Unlike the existing board, a largely advisory panel that guided the state Department of Transportation in the administration of Bradley, the new authority will be empowered to hire staff, retain consultants, procure goods and services and enter into contracts, issue bonds and otherwise borrow funds, and apply for federal and state assistance.
“The DOT does a good job, most of the time, building and maintaining roads,” said Sen. Gary D. LeBeau, D-East Hartford, co-chairman of the Commerce Committee. “But they don’t do as good of a job running the business side of the airport.”
LeBeau’s House counterpart, Rep. Jeffrey Berger, D-Waterbury, said the authority legislation could be a very effective complement to a statute enacted last year establishing an economic development zone, extending municipal property tax exeptions and state corporation tax credits to certain businesses around Bradley.

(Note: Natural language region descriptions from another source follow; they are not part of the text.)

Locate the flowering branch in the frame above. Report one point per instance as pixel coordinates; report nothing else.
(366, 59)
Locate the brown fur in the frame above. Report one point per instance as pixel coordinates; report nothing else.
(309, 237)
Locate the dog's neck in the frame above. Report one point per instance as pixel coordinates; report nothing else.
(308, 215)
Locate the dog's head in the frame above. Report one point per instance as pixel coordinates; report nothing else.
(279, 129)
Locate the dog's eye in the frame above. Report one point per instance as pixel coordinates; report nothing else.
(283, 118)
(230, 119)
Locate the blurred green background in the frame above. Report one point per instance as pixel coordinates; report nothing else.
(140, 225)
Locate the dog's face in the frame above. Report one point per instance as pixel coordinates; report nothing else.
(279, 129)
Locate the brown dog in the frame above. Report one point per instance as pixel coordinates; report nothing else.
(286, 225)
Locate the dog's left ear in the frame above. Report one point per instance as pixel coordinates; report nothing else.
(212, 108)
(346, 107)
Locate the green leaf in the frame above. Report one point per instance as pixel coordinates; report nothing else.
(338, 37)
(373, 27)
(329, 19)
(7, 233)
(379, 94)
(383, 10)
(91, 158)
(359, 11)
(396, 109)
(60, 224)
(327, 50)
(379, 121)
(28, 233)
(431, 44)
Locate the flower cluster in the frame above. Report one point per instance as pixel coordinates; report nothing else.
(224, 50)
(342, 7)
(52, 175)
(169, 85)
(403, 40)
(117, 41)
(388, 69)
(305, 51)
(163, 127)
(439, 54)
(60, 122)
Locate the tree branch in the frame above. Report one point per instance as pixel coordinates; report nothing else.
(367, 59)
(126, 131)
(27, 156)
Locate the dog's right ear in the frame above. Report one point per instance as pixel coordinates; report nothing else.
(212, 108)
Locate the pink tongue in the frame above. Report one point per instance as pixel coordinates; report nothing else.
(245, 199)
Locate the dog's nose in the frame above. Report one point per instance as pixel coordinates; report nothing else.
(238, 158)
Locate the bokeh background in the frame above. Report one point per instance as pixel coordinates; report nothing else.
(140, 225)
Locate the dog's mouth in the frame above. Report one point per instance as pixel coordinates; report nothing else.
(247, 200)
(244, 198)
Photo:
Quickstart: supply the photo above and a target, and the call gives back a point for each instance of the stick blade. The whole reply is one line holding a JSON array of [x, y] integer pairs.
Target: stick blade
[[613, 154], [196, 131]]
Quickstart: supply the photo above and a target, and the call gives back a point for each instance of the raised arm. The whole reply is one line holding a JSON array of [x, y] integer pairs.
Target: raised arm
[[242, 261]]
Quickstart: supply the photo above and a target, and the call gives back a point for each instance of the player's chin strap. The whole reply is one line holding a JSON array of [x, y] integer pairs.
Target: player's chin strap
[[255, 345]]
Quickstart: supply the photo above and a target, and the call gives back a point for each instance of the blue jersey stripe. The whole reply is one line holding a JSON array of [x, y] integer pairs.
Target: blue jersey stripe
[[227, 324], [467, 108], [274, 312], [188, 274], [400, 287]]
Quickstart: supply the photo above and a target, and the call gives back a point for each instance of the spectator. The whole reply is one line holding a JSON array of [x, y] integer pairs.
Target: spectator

During last fall’s campaign, Malloy repeatedly said that Connecticut was not using its airports–both Bradley and the smaller facilities in Killingly, Groton, Hartford, Oxford and Windham–to their full economic potential.
“We view, particularly Bradley, but the other airports as well as a huge asset to the state,” the governor’s commissioner of Economic and Community Development, Catherine H. Smith, said Wednesday, adding that the administration believes there is potential to grow both commercial and personal travel at all airports.
“The airport and airline industry is extremely competitive and extremely volatile,” Connecticut Business and Industry Association associate counsel Eric Brown, the business lobby’s transportation specialist, said Wednesday, adding that fuel prices and demand for extra flights to new or existing locations are among the most rapidly changing aspects of the business.
The authority bill “is one of a variety of proposals we’ve supported in recent years to make Bradley better able to act and respond like a business,” Brown said.
The authority’s members would be appointed by the governor and top legislative leaders and approved by the full legislature.
The authority’s private-sector appointees would have to be business leaders with expertise in financial planning, budgeting, marketing, master or strategic planning or transportation management.
The panel also would include the commissioners of the state Departments of Transportation and Economic and Community Development, as well as a representative of one of the smaller, state-owned general aviation airports and a member of the Bradley community advisory board.
The authority legislation, which originated in the Commerce Committee, has enjoyed strong bipartisan support to date. The commerce panel, which approved it unanimously, is one of six committees to endorse the measure. The last one, the Appropriations Committee, voted 53-1 in favor of the bill on May 23.
A few Republicans in the Democrat-controlled House and Senate have questioned how unionized DOT employees assigned to work at Bradley would be dealt with if the airport is turned over to a quasi-public authority.
Rep. Pamela Sawyer, R-Bolton, an advocate of the authority plan for Bradley, said she it should be made clear now whether these workers would be reassigned, or whether the authority would be compelled to provide state wages and benefits to all Bradley workers.
Berger said those questions likely would be resolved after any authority legislation is enacted, but said he believes it could be resolved with amicable discussions between the administration, legislature, airport representatives and state employee unions. “It’s our intent to protect unionized members of the DOT,” he said. “There’s no intent to look at this bill as a privatizing tool.”
Sawyer also said that while she believes the current oversight system for Bradley “has held it back from becoming a true economic engine,” she doesn’t believe a quasi-public authority is needed to run the smaller airports. “They really have a different, separate mission.”